La rencontre de l’Europe et de l’Asie en Sibérie et Mongolie dans L'Asie fantôme (1923) de Ferdynand Ossendowski
Syberyskie spotkanie Europy i Azji w książce W ludzkiej i leśnej kniei Ferdynanda Ossendowskiego (1923)
Résumé
Europe meets Asia in Siberia through W ludzkiej i leśnej kniei by Ferdynand Ossendowski (1923)
Ferdynand Ossendowski (1876 – 1945) traveled through Mongolia and Siberia . He was a Polish scientist, a geologist, who was doing some research with a Russsian team. His book, Man and Mystery in Asia, relates his scientific missions and his adventures between 1898 and 1905 in the Iénissei region, the Sakhaline Island, the Altaï Mountains, Mongolia and Sinkiang.

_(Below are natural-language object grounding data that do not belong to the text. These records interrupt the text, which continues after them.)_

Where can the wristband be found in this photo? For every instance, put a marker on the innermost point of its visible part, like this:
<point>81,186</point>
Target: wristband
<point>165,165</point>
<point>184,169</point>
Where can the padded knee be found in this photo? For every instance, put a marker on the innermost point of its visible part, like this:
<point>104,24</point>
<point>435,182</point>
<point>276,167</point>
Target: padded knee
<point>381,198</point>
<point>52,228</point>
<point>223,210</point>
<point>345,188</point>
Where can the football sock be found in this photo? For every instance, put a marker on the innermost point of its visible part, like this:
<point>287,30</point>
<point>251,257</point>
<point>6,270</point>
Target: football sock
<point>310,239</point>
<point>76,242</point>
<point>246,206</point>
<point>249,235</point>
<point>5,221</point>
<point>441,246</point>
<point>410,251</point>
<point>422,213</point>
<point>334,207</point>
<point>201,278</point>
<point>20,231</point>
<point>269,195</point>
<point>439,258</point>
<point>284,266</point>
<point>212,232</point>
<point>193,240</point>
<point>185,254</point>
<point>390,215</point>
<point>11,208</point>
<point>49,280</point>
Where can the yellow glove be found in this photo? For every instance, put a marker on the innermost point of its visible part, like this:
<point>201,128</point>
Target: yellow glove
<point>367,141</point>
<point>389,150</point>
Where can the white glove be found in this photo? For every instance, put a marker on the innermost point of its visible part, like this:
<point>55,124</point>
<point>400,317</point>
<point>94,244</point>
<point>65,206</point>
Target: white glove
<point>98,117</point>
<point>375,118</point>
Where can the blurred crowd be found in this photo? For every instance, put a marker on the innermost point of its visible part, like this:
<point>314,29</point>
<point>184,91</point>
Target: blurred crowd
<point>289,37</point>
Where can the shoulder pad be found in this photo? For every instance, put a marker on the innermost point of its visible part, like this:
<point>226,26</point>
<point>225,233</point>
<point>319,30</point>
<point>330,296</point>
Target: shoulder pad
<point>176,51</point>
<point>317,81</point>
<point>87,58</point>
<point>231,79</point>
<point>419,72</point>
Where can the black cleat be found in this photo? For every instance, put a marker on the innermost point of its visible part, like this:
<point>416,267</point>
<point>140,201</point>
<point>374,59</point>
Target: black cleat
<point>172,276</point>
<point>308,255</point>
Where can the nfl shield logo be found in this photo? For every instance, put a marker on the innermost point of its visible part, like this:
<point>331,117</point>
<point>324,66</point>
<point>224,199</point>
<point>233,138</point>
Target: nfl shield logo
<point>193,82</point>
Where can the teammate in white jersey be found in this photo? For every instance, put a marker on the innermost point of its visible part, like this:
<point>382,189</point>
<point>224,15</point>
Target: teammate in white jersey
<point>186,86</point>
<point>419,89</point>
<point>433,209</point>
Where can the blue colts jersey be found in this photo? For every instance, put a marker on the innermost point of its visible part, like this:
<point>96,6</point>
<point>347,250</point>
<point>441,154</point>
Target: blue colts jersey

The first part of this study deals with the representation of the Asian peoples in this text. The traveler meets Mongolians, Chinese, Corean and Japanese people. The diversity of the population (there were also Europeans : Russians, Cossacks, Poles,) is explained by the historical, political and economic situation of the region at the time. The analysis is not limited to portraits and descriptions. The aim is also to understand the interactions between these different populations. From a literary point of view, does the writer relate his own experience of otherness ? Or is it ethnocentrism that prevails ?
In fact, his testimony is as close to an adventure story as to the narration of a scientific mission, a travel narrative or a report. The Far West - like atmosphere that reigns over the steppe and in town, in Vladivostok for example, reminds the readers of the North American adventure stories that were very popular between World War I and World War II in Poland as well as in western Europe.
And the specialists of this writer have already underlined the influence of this genre (Sienkiewicz, but also Karl May and Jack London) as well as that of the first westerns, on Ossendowski's fiction. The second part of this article therefore aims to show that Ossendowski has written an anticolonial western, where the local people play the role of the Indians and the Russians that of the settlers.
This model contributes to the “westernization” of the reality of Central Asia and the Russian Far East that is described. It unveils a short-lived and exciting time, that of the birth of capitalism, very much like what the United States had experienced just before the Chinese (1912, 1949), Russian (1917) and Mongolian (1920-21) revolutions burst out and made Ossendowski a fugitive under the threat of death penalty by the bolcheviks.